'Jeopardy!' Contestant Robbed of 10th Straight Win Due to Spelling Error

Jeopardy! /

There was a spark of controversy in the Jeopardy! world last night while the Boston Celtics desperately staved off elimination in Miami. Contestant Ben Chan was going for his 10th straight victory and held a comfortable lead going into Final Jeopardy!. Things seemed to be lining up.

Then it all went wrong. For the final question Chan was tasked with naming the two lovers from a Shakespeare play, and both the names come from the Latin word for "blessed." The other two contestants guessed Romeo and Juliet, which was wrong. Chan correctly guessed it was Beatrice and Benedick from Much Ado About Nothing. However, he did not spell Benedick correctly, was declared wrong, and bet just enough points to fall to second place.

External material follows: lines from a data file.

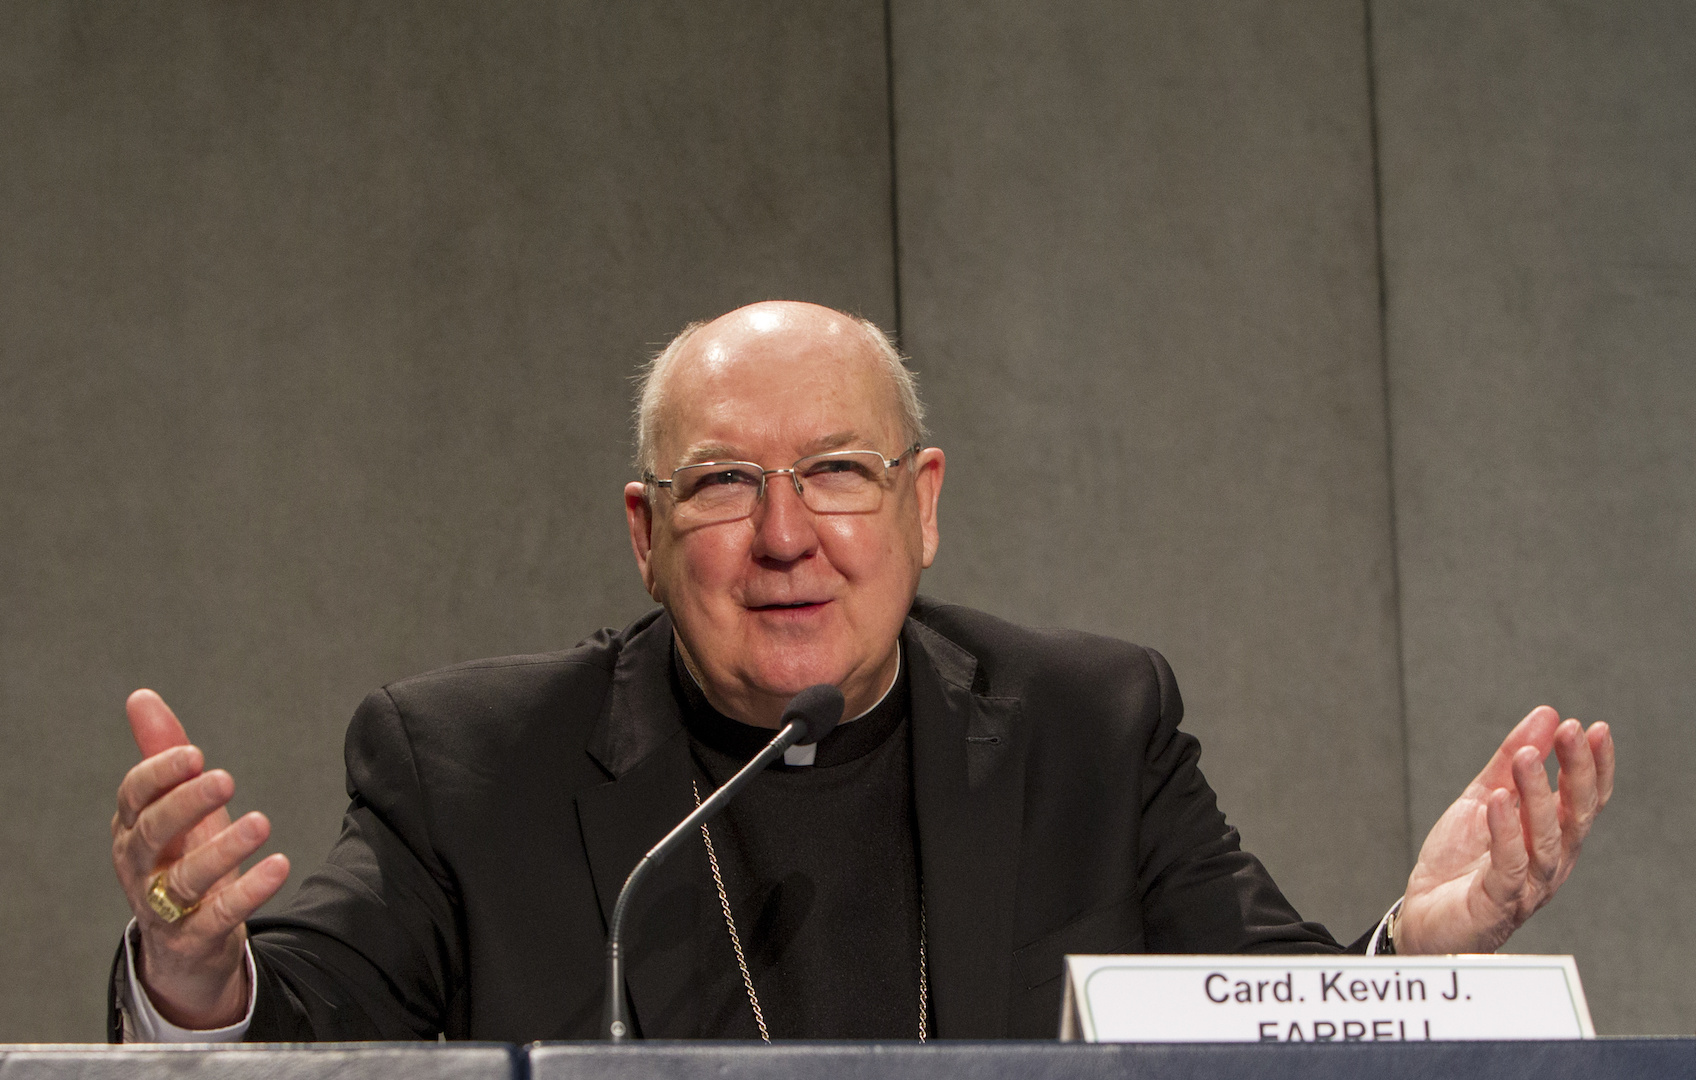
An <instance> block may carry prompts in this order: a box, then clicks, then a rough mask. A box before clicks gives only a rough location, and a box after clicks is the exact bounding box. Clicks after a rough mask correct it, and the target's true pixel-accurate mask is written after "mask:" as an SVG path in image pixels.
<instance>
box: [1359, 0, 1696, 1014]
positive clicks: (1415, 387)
mask: <svg viewBox="0 0 1696 1080" xmlns="http://www.w3.org/2000/svg"><path fill="white" fill-rule="evenodd" d="M1372 10H1374V29H1375V39H1377V71H1379V102H1381V114H1379V125H1381V132H1382V161H1384V232H1386V266H1387V288H1389V307H1387V312H1389V315H1387V341H1389V363H1391V392H1392V417H1394V443H1396V493H1398V507H1399V543H1401V566H1403V580H1404V612H1406V621H1404V629H1406V651H1408V715H1409V727H1411V763H1413V778H1414V782H1413V807H1414V814H1413V817H1414V826H1416V827H1421V829H1423V827H1425V826H1428V824H1430V822H1431V821H1433V819H1435V817H1437V814H1438V812H1440V810H1442V807H1443V804H1445V802H1447V800H1448V799H1450V797H1452V793H1453V792H1455V790H1459V788H1460V785H1464V783H1465V782H1467V780H1469V778H1470V777H1472V773H1474V771H1476V770H1477V766H1479V763H1481V761H1482V758H1484V754H1487V753H1489V749H1491V748H1492V746H1494V744H1496V741H1498V739H1499V738H1501V732H1503V729H1504V726H1508V724H1511V722H1513V721H1515V719H1518V717H1520V715H1523V714H1525V710H1526V709H1528V707H1531V705H1535V704H1540V702H1547V704H1552V705H1555V707H1559V709H1560V710H1562V712H1564V714H1565V715H1577V717H1581V719H1584V721H1598V719H1606V721H1610V722H1611V724H1613V726H1615V732H1616V736H1618V741H1620V793H1618V799H1616V802H1615V805H1613V807H1611V809H1610V810H1608V814H1606V817H1604V819H1603V822H1601V824H1599V827H1598V832H1596V836H1594V838H1593V841H1591V844H1589V846H1587V849H1586V853H1584V860H1582V863H1581V865H1579V868H1577V873H1576V877H1574V878H1572V880H1570V883H1569V885H1567V888H1565V892H1564V894H1562V895H1560V897H1559V899H1557V900H1555V902H1554V904H1552V905H1550V907H1548V909H1545V910H1543V912H1542V914H1538V916H1537V919H1535V921H1533V922H1531V926H1528V927H1526V929H1525V931H1523V932H1521V934H1520V938H1516V939H1515V943H1513V948H1518V949H1530V951H1555V953H1576V955H1577V960H1579V970H1581V971H1582V975H1584V982H1586V987H1587V990H1589V1002H1591V1009H1593V1012H1594V1016H1596V1026H1598V1029H1599V1031H1603V1033H1606V1034H1626V1033H1689V1031H1693V1022H1696V1021H1693V1017H1696V983H1693V982H1691V978H1689V968H1691V965H1696V931H1693V926H1696V902H1693V900H1691V897H1693V890H1696V795H1693V788H1691V780H1689V778H1691V770H1693V768H1696V743H1693V738H1691V732H1693V721H1696V678H1693V671H1696V363H1693V346H1691V342H1693V341H1696V8H1693V7H1691V5H1689V3H1625V5H1618V3H1604V2H1594V3H1570V2H1562V3H1555V2H1515V3H1491V5H1472V3H1435V2H1421V3H1408V2H1398V0H1379V2H1377V3H1374V7H1372Z"/></svg>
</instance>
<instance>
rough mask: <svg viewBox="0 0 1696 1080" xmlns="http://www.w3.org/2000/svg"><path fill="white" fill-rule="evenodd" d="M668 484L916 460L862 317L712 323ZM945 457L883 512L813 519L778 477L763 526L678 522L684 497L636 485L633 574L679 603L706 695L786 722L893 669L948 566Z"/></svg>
mask: <svg viewBox="0 0 1696 1080" xmlns="http://www.w3.org/2000/svg"><path fill="white" fill-rule="evenodd" d="M656 427H658V431H656V468H655V471H656V475H658V476H660V478H667V476H670V475H672V470H675V468H678V466H683V465H694V463H700V461H753V463H756V465H760V466H763V468H789V466H790V465H792V463H794V461H795V459H797V458H804V456H807V454H817V453H824V451H834V449H875V451H879V453H882V454H884V456H885V458H894V456H897V454H901V453H902V451H904V449H906V446H904V444H902V437H904V432H902V424H901V417H899V409H897V398H895V393H894V387H892V385H890V381H889V378H887V375H885V373H884V371H882V366H880V361H879V358H877V353H875V346H873V344H872V342H870V341H868V339H867V337H865V332H863V331H862V329H860V327H858V326H856V324H855V322H851V320H850V319H846V317H843V315H841V314H838V312H833V310H829V309H823V307H814V305H807V303H760V305H753V307H748V309H741V310H736V312H731V314H729V315H724V317H722V319H719V320H716V322H712V324H709V326H706V327H702V329H700V331H697V332H695V336H694V337H692V339H690V341H689V342H687V344H685V349H683V353H680V354H678V356H677V359H675V363H673V365H672V370H670V371H668V373H667V383H665V395H663V405H661V412H660V417H658V426H656ZM941 480H943V454H941V451H940V449H934V448H931V449H924V451H921V453H918V454H907V456H906V458H902V463H901V465H899V466H897V468H895V470H890V473H889V487H887V490H885V493H884V498H882V505H880V507H879V509H877V510H870V512H863V514H816V512H812V510H809V509H807V507H806V505H804V504H802V500H801V497H799V495H797V493H795V488H794V485H792V483H790V482H789V476H787V475H784V476H770V478H768V480H767V488H765V497H763V498H762V500H760V502H758V504H756V505H755V510H753V514H751V515H750V517H745V519H738V521H724V522H714V524H690V522H687V519H683V521H680V515H678V514H677V509H675V504H673V502H672V495H670V493H668V492H663V490H660V488H646V487H644V485H641V483H631V485H628V487H626V490H624V505H626V515H628V519H629V527H631V544H633V546H634V549H636V563H638V566H639V568H641V575H643V582H644V583H646V585H648V592H650V595H653V597H655V598H656V600H658V602H661V604H665V607H667V610H668V612H670V614H672V622H673V626H675V627H677V634H678V643H680V644H682V649H683V654H685V658H687V660H689V661H690V668H692V670H694V671H695V675H697V676H699V678H700V682H702V687H704V688H706V692H707V697H709V700H712V704H714V705H717V707H719V709H721V710H724V712H726V714H729V715H733V717H736V719H741V721H745V722H750V724H763V726H773V727H775V726H777V721H778V715H780V712H782V707H784V704H785V702H787V700H789V699H790V697H792V695H794V693H797V692H799V690H802V688H806V687H811V685H814V683H834V685H838V687H841V688H843V693H845V695H846V699H848V710H846V715H855V714H856V712H858V710H862V709H867V707H870V705H872V704H873V702H875V700H877V697H879V695H880V693H882V692H884V688H885V687H887V685H889V680H890V678H892V676H894V671H895V637H897V634H899V632H901V624H902V621H904V619H906V614H907V607H909V605H911V602H912V597H914V593H916V592H918V585H919V571H921V570H923V568H924V566H929V565H931V559H933V558H934V554H936V539H938V537H936V497H938V493H940V492H941Z"/></svg>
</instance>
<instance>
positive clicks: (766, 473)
mask: <svg viewBox="0 0 1696 1080" xmlns="http://www.w3.org/2000/svg"><path fill="white" fill-rule="evenodd" d="M921 449H924V443H923V441H919V443H914V444H912V446H909V448H907V449H904V451H901V453H899V454H895V456H894V458H884V451H880V449H872V448H867V449H828V451H824V453H823V454H802V456H799V458H795V459H794V461H790V463H789V468H765V466H763V465H760V463H758V461H690V463H689V465H680V466H677V468H702V466H707V465H717V466H729V465H746V466H748V468H753V470H758V471H760V490H758V492H755V495H753V505H751V507H748V514H753V512H755V509H756V507H758V505H760V500H762V498H765V478H767V476H777V475H780V473H789V482H790V483H792V485H794V487H795V497H797V498H801V500H802V504H804V502H806V498H807V492H806V488H802V487H801V473H797V471H795V466H797V465H801V463H802V461H814V459H817V458H834V456H840V454H877V456H879V459H880V461H882V463H884V468H885V470H894V468H899V466H901V459H902V458H906V456H907V454H916V453H919V451H921ZM677 468H673V470H672V473H673V475H677ZM641 482H643V483H650V485H653V487H656V488H670V487H672V478H670V476H667V478H665V480H660V478H658V476H655V475H653V473H651V471H648V473H643V478H641ZM673 505H682V504H678V502H677V500H675V498H673ZM807 509H809V510H812V507H807ZM812 512H814V514H821V512H828V510H812ZM724 521H739V519H736V517H728V519H724Z"/></svg>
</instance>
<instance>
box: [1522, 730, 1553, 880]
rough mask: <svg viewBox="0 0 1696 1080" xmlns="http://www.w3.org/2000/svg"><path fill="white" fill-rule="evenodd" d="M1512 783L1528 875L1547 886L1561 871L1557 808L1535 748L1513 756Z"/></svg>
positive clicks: (1526, 747) (1541, 761)
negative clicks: (1532, 871) (1530, 866)
mask: <svg viewBox="0 0 1696 1080" xmlns="http://www.w3.org/2000/svg"><path fill="white" fill-rule="evenodd" d="M1513 782H1515V787H1516V788H1518V792H1520V821H1521V826H1523V829H1525V849H1526V853H1528V855H1530V863H1531V871H1533V873H1535V875H1537V880H1538V883H1540V885H1547V883H1548V882H1552V880H1554V877H1555V871H1557V870H1560V804H1559V800H1557V799H1555V793H1554V792H1552V790H1550V788H1548V775H1547V773H1543V760H1542V758H1540V756H1538V754H1537V748H1533V746H1525V748H1521V749H1520V753H1516V754H1515V756H1513Z"/></svg>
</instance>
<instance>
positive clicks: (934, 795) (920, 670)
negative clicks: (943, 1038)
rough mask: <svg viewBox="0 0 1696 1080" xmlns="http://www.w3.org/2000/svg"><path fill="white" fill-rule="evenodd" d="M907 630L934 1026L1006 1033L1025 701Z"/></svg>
mask: <svg viewBox="0 0 1696 1080" xmlns="http://www.w3.org/2000/svg"><path fill="white" fill-rule="evenodd" d="M902 637H904V641H906V644H907V656H911V658H912V668H911V675H909V680H911V683H909V685H911V692H912V790H914V804H916V809H918V819H919V821H918V824H919V880H921V883H923V887H924V907H926V934H928V938H929V949H928V953H929V982H931V1016H933V1017H934V1031H936V1036H938V1038H946V1039H982V1038H1001V1036H1006V1033H1007V1007H1009V987H1011V956H1013V902H1014V888H1016V882H1018V858H1019V834H1021V824H1023V816H1024V741H1023V738H1021V736H1019V722H1018V721H1019V702H1018V699H999V697H984V695H979V693H974V692H972V683H974V680H975V676H977V660H975V658H974V656H972V654H970V653H967V651H965V649H962V648H960V646H957V644H955V643H951V641H948V639H946V637H943V636H941V634H938V632H936V631H933V629H929V627H926V626H923V624H921V622H916V621H912V619H909V621H907V626H906V631H904V634H902Z"/></svg>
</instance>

The run was over and people were upset.

Here are the official rules for Final Jeopardy! per the show's website:

Jeopardy! is not a spelling test – unless, of course, the category requires it. Written responses to the Final Jeopardy! clue do not have to be spelled correctly, but they must be phonetically correct and not add or subtract any extraneous sounds or syllables. (Incidentally, the same rule applies to all responses on both the written and online tests.)

So technically Chan was right to lose since his spelling added on a "T" sound absent in the correct answer. But it does feel like a bit of a cheap way to end the run since we've all seen worse mistakes get passed over before.

Chan's streak will still go down in history, but a tough way to lose.